OTTAWA -- The Detroit Red Wings found some needed offense in a 4-3 overtime win against the Ottawa Senators at Canadian Tire Centre on Monday.
Tomas Tatar scored at 2:04 of overtime after a Senators turnover in the neutral zone to give the Red Wings (9-8-1) the victory. He broke in and beat Senators goaltender Craig Anderson to the stick side.
The Red Wings, who had 2-0 and 3-1 leads in the game, had been held to two goals or fewer in each of their past six games. They had not scored more than two since a 5-3 win against the Senators at Canadian Tire Centre on Oct. 31.
"It should be easier than this," Tatar said. "We can't let it happen to let them come back and almost lose the two points."
Dylan Larkin, Gustav Nyquist and Riley Sheahan scored in regulation for the Red Wings, who had lost two in a row.

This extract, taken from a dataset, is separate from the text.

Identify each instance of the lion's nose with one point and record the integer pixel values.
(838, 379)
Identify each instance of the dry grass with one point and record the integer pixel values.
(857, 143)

Detroit had 37 shots on Anderson; it was the second time the Red Wings had more than 30 this season, each against the Senators.
"It was great to see," said Howard, who made 22 saves. "It's been a while; I think that's the second time this year we've gotten 30 shots on net. It was a great effort. That was the design in practice yesterday, was to get a lot of pucks on net. Petr [Mrazek] and I saw a lot of rubber in practice. It was good to see it transition over into the game tonight."
With the Detroit defensemen pushing to join the attack -- Mike Green had two assists, and Danny DeKeyser had one -- the Red Wings put the pressure on the Senators, who are allowing the most shots per game in the NHL (34.7).
Mike Hoffman, on the power play, rookie defenseman Chris Wideman and Bobby Ryan scored for Ottawa (8-5-5), which lost for the fourth time in its past five games (1-1-3).
Anderson made 33 saves for the Senators, who are 3-4-3 at Canadian Tire Centre and have had six of their 10 home games go to extra time.
They continue to battle stretches of inconsistency from game to game and shift to shift.
"Our main concern tonight was a lack of physicality," Senators coach Dave Cameron said. "Everything we did was skill-based. For our team to be successful, sometimes you've got to bring the game into the trenches. You've got to block shots, you've got to win your battles on the wall. We're trying to do it stick-checking and finessing it in. That don't work in this league."
Ryan tied the game with 2:48 left in the third period on a nice individual effort. He shifted the puck under Green's stick to cut across the goal and put the puck around Howard.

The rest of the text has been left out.